Our country is at a pivotal point in the healthcare transformation journey.
As leaders focused on shifting the industry from a “sick care” system to one that promotes health and wellness in communities across the country, we need to address issues of diversity, equity and inclusion.
Today’s patients are more informed and engaged than ever. The rising cost of healthcare, the aging of America, and the global economy are creating new demands that are forcing systems to think differently about the type of care provided and the best way to deliver it.
In addition, 10 years ago, the Affordable Care Act mandated that access to health insurance, as well as prevention and wellness programs, be equitable, and that coverage products not discriminate based on race, color, national origin, sex, age or ability status.

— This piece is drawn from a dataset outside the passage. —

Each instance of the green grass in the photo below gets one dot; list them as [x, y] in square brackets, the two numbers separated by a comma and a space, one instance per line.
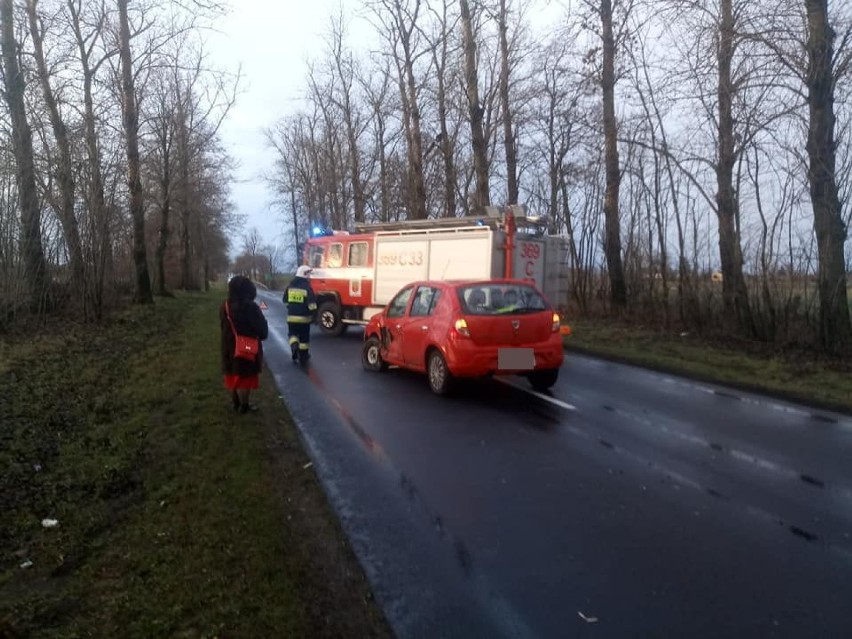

These truths make it critically important for today’s healthcare leaders to focus on creating a diverse workforce that will help us achieve our desired outcome of health equity. In my view, the systems that will prevail are the ones that truly understand the role that culture, history, institutional racism and discrimination play in the ability or inability of individuals from different backgrounds to truly engage with the healthcare system in meaningful ways.
I believe that to break down biases and create the environments required to build better healthcare systems, we must acknowledge one of the root causes of bias: lack of knowledge or experience with diversity.
The capacity to create an experiential and innovative culture increases significantly when the workforce includes highly engaged individuals from diverse backgrounds who serve as senior leaders and policymakers, as well as frontline caregivers responsible for delivering high-quality care in an equitable, affordable and seamless manner.
Bias occurs when we do not have adequate experience with people from different backgrounds and we fail to acknowledge how individual behaviors can be shaped by what people endure both individually and as a community.
When working in a healthcare system, the establishment of environments that have the capacity to deliver equitable care comes from an ability to understand these differences and the roles they play in our ability to give and receive care in a manner that is compassionate and culturally appropriate.
Large systems like Providence that are leading the way in the nation’s healthcare transformation are well-positioned to demonstrate the value that investing in a leadership team with many different cultural and individual backgrounds can bring to delivering on our vision of Health for a Better World, and our promise of easing our patients’ way through the system.
Seven of Providence’s 12-person leadership team are women. There has been a 50% increase in women leaders at Providence over a three-year period, and the system uses a top-to-bottom approach to identify and elevate women leaders in every region at every level.
But this should not come as a surprise. We’re simply following our foremothers’ mission.
Providence, one of the largest not-for-profit health systems in the country, founded in the Catholic tradition by women religious, has never shied away from new frontiers. As a woman of color on the leadership team, I recognize the responsibility I have to serve as an expression of God’s healing love by being steadfast in serving the poor and the vulnerable. That service comes in how we address the physical, social, and emotional needs of our patients.
The capacity to carry out our mission and to transform the health of the nation is dependent on breaking down biases by taking concerted efforts to build healthcare environments where differences in culture become tools that fuel innovation and engagement, as opposed to threats to the status quo. It is a blessing to be able to work with a team that is committed to creating systems of care that eliminate bias, enables the achievement of health equity, and is truly committed to being an agent of change.